Maxi operazione della Polizia di Stato contro l´ndrangheta.

Dalle prime luci dell´alba è in corso una vasta operazione della Polizia di Stato di Crotone nei confronti di numerosi soggetti appartenenti alle famiglie di `ndrangheta di Isola di Capo Rizzuto, Crotone e Petilia Policastro, accusati  di associazione di tipo mafioso, tentato omicidio, estorsione, tentata rapina, incendio, porto e detenzione illegale di armi e munizioni e illecita concorrenza con minaccia aggravata dal metodo mafioso.

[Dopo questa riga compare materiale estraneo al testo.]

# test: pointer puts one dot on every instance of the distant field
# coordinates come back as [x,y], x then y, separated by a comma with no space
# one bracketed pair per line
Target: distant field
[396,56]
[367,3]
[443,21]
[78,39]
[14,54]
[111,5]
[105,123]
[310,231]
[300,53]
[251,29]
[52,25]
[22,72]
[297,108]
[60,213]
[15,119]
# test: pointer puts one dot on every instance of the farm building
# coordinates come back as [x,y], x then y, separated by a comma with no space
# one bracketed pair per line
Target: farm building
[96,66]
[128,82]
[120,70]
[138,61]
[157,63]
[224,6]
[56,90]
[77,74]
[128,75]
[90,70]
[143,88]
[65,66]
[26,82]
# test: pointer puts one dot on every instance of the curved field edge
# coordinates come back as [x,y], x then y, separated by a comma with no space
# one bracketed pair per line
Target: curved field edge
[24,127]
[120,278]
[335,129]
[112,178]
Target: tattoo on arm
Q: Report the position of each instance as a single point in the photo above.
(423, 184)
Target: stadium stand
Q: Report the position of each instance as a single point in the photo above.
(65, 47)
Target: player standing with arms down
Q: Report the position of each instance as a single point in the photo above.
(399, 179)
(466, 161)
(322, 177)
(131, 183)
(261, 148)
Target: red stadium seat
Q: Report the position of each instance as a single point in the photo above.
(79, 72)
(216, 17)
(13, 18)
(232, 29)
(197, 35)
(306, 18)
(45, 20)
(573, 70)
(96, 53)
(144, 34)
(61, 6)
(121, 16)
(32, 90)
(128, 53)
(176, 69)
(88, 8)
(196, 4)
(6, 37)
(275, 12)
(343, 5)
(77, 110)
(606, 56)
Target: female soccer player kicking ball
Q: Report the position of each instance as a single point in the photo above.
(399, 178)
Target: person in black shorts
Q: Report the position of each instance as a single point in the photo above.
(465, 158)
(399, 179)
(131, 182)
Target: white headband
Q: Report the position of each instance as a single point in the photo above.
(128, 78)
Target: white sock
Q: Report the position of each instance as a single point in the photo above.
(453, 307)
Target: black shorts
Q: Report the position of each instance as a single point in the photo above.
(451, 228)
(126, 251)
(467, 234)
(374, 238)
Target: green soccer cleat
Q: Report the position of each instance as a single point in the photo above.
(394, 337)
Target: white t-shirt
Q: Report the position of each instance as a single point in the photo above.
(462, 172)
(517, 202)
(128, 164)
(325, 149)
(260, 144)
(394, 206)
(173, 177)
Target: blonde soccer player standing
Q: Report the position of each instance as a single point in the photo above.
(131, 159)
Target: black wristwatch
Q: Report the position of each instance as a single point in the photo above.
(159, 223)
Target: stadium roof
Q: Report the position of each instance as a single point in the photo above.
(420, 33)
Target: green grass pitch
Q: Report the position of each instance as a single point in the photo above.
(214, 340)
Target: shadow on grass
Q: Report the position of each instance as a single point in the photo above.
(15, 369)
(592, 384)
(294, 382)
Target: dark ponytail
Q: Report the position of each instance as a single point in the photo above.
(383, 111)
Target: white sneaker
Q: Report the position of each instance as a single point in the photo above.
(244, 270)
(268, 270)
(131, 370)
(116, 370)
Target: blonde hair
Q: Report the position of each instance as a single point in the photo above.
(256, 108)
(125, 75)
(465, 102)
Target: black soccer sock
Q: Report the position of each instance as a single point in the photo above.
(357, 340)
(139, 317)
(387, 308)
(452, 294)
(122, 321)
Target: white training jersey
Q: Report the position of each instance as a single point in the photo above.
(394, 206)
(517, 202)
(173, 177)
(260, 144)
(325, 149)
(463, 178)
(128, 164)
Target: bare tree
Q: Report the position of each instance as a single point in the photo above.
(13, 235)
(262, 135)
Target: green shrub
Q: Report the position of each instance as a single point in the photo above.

I poliziotti della Squadra Mobile, del Servizio Centrale Operativo, con il supporto delle Squadra Mobili di Catanzaro, Taranto, Mantova e dei reparti Prevenzione Crimine di Cosenza, Vibo Valentia e Siderno, nell´ambito di un´articola indagine coordinata dalla Direzione Distrettuale Antimafia di Catanzaro, hanno arrestato diversi esponenti di spicco della criminalità organizzata crotonese pronti a dare inizio ad una nuova guerra di mafia con la pianificazione di omicidi, per il controllo del territorio.
Ulteriori dettagli saranno resi noti nel corso della conferenza stampa che si terrà alle ore 11 presso la Procura di Catanzaro.